A síndrome de Brasília: Jan Gehl tem razão? / Sérgio Ulisses Jatobá

Em matéria recente no ArchDaily Brasil, o urbanista Jan Gehl afirma que Brasília “ é fantástica vista de um helicóptero, mas do chão, onde vivem as pessoas, Brasília é uma merda." Em seu conhecido livro Cidade Para as Pessoas, publicado em 2013 no Brasil, Gehl admite que “vista do alto, Brasília é uma bela composição”, mas “a cidade é uma catástrofe ao nível dos olhos”, acrescenta. “Os espaços urbanos são muito grandes e amorfos, as ruas muito largas, e as calçadas e passagens muito longas e retas” [1].

Gehl criou o termo “Síndrome de Brasília” para designar a inexistência ou a desconsideração do que ele conceitua como a escala humana no planejamento urbano modernista, tomando a capital do Brasil como seu mais destacado exemplo. 

Gehl entende que o planejamento urbano envolve três níveis de escala: a grande escala, correspondente ao projeto concebido desde uma perspectiva aérea macro; a média escala correspondente ao projeto de bairros ou áreas determinadas da cidade, ainda com a perspectiva aérea, embora em baixa altitude, e a pequena escala, que é “a cidade experimentada pelas pessoas que a utilizam ao nível dos olhos [2].

Recorrendo aos conceitos defendidos por Gehl, percebe-se que o seu pensamento é frontalmente antagônico ao planejamento urbano modernista, proposto por Le Corbusier e seus seguidores nos Congressos Internacionais de Arquitetura Moderna – CIAM, a partir da década de 1930. Formado em 1960, Gehl conviveu no início de sua atividade profissional simultaneamente com as ideias expressas pela jornalista Jane Jacobs em Morte e Vida das Grandes Cidades, mordaz crítica da ideologia urbanística do modernismo, e a inauguração de Brasília, expressão mais bem acabada e aclamada internacionalmente dessa mesma ideologia.

A visão funcionalista da cidade, proclamada pela Carta de Atenas no CIAM IV em 1933, passou a orientar boa parte dos planejadores urbanos, que se juntaram aos planejadores de tráfego para propor o que se denominou de urbanismo rodoviarista. Negação da rua como se conhecia até então; proposição de grandes avenidas que se assemelham a auto-estradas, prédios altos dispersos em vastos espaços verdes vazios, separação das funções urbanas (moradia, trabalho, lazer e circulação) e setorização são os principais elementos desse urbanismo que rejeitou a cidade tradicional.

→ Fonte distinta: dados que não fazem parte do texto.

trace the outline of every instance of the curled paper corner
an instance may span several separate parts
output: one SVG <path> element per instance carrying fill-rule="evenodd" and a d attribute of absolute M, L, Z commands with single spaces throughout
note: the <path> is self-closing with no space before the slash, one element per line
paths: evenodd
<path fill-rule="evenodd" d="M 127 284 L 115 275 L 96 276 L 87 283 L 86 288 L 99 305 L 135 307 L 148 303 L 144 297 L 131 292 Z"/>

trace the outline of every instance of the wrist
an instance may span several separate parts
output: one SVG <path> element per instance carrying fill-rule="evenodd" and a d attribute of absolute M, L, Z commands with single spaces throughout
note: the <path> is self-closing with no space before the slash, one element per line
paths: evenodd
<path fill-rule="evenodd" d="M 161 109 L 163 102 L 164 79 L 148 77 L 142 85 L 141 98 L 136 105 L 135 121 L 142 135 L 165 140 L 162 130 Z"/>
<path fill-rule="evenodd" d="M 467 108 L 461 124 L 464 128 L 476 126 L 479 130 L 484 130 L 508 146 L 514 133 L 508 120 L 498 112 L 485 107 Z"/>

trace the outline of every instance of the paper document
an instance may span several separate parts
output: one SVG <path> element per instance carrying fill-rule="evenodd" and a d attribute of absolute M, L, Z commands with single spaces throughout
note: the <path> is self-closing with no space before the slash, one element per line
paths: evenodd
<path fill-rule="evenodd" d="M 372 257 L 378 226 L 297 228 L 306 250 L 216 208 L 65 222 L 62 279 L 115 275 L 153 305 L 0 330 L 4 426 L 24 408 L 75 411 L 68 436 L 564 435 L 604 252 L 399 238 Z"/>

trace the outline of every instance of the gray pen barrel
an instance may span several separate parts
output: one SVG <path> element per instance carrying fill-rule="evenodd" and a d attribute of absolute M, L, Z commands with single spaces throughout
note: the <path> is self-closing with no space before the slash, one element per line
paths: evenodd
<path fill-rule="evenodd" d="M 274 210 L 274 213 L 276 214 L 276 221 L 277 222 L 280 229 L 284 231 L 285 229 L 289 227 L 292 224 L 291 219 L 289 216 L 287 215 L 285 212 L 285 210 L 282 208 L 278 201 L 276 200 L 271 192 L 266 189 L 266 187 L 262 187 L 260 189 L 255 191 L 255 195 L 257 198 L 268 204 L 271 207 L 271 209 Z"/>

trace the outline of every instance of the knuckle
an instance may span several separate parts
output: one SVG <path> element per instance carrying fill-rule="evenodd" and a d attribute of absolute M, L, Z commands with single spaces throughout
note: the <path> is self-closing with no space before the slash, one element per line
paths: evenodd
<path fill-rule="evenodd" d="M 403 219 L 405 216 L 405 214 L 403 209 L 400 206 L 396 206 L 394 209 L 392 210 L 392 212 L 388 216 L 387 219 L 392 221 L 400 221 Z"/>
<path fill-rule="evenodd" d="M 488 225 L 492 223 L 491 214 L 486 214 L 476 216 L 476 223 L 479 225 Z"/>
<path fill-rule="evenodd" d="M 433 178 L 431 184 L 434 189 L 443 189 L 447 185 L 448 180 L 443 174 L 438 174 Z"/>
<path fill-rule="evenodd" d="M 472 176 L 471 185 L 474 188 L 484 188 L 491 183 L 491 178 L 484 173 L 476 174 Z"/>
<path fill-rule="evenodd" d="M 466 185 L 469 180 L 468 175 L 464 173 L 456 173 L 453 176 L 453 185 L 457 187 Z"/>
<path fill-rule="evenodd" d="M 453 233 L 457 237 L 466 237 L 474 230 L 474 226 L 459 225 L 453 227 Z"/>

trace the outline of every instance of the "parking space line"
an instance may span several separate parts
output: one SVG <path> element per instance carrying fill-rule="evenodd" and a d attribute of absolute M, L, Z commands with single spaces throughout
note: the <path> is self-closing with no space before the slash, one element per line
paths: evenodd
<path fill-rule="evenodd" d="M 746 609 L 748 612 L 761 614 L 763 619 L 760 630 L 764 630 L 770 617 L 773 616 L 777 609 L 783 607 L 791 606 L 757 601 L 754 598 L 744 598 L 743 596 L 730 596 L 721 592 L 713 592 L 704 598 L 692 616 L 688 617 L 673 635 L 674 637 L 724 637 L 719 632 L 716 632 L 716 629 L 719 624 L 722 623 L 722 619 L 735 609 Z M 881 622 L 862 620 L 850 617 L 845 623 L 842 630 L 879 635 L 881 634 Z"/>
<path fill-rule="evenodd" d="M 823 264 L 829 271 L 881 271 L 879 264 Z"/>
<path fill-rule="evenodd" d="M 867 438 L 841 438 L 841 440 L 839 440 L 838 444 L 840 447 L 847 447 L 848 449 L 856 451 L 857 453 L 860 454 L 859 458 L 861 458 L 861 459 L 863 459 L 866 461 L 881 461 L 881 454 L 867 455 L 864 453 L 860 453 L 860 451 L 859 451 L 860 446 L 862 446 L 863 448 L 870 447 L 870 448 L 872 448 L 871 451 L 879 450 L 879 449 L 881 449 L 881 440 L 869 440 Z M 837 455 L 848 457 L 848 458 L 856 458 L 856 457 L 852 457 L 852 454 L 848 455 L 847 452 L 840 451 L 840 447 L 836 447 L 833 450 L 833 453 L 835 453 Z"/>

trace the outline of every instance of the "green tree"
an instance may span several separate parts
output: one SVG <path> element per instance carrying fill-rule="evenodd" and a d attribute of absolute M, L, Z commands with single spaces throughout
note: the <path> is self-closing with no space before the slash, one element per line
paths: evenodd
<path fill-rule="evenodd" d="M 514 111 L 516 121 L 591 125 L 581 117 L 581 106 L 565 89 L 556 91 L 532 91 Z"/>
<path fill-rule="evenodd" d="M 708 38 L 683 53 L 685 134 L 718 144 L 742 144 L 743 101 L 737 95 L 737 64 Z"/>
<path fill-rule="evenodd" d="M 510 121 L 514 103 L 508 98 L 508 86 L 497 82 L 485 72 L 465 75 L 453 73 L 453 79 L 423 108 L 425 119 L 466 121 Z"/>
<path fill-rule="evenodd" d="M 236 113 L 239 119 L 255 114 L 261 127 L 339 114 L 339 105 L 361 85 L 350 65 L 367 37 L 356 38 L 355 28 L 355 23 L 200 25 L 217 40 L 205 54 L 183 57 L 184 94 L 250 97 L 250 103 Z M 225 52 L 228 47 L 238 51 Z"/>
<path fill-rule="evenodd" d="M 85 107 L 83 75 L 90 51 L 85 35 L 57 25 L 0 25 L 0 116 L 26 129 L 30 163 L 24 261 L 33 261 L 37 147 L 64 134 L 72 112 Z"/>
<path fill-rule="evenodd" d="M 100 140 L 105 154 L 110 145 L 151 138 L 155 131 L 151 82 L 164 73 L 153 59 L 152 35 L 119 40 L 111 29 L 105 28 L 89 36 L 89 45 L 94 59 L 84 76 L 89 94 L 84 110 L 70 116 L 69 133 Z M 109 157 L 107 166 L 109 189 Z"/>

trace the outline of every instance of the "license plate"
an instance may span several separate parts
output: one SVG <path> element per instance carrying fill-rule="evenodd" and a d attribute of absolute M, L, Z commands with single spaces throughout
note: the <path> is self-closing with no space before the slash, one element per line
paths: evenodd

Brasilia - Praça dos 3 Poderes . Image © Sérgio Ulisses Jatobá

As ruas e as praças deram lugar aos shopping centers como locais de encontro. O uso intensivo do automóvel desestimulou o hábito de caminhar e condicionou a expansão horizontalizada da cidade, a chamado dispersão urbana (urban sprawl). Esta, por sua vez, obrigou cada vez mais o uso do transporte individual e tornou ineficiente o transporte coletivo e a distribuição dos serviços urbanos de água, esgoto e energia. O urbanismo modernista, pretendendo criar uma cidade mais verde e mais saudável, acabou por produzir o seu contrário: uma cidade perdulária em gastos energéticos e consumidora de espaço natural, ou seja, insustentável.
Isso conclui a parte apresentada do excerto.